Mofette fields, i.e. geogenic, cold CO2-exhaling gas vents occurring naturally in regions of tectonic or volcanic disturbances provide an excellent opportunity to investigate long-term responses of the soil biota to increased CO2 concentrations. The upper centimeters of mofette soils present a small-scale mosaic of different CO2 and O2 concentrations: From up to 100% CO2 and 0% O2 around local degassing vents to ambient soil atmosphere (<2% CO2). The present field study investigated the influence of CO2 on the community structure of Collembola as representatives of the air-filled fraction of the pore system and of Nematoda as inhabitants of soil water films.Canonical correspondence analyses revealed strong correlations between soil faunal communities and environmental measures, above all CO2 concentration, organic matter content and plant coverage. An increase in CO2 concentration was followed by a steady decline in collembolan and nematode species richness and collembolan densities, but below a threshold of 62% CO2 had no significant effect on overall nematode densities. Collembolans developed viable populations at up to 20% CO2, where some mofettophilous species had their highest densities and frequencies, but other more general species also occurred (66% of overall collembolan densities).
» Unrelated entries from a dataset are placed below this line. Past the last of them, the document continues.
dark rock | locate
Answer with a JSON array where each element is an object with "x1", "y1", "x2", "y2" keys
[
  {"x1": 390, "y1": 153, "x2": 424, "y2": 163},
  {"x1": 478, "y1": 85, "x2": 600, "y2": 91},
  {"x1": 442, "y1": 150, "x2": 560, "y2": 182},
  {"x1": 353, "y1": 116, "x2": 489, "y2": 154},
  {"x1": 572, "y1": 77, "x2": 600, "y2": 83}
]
Nematodes, on the other hand, maintained individual-rich populations at up to 62% CO2, but above 20% CO2 nematode communities consisted almost entirely (97.6%) of three mofettophilous species: one feeding on bacteria, one on fungi and one on plant roots. Likely a combination of active and passive life phases together with temporal and micro-scale changes in environmental conditions allows survival of few mofettophilous species under CO2 conditions too extreme for most other species. The finding that mofettophilous species maintained denser populations in high CO2 patches, with species optima between 3% and 40% CO2, indicates that they even profit from CO2 degassing, presumably via changes in food supply or due to the lack of competitors.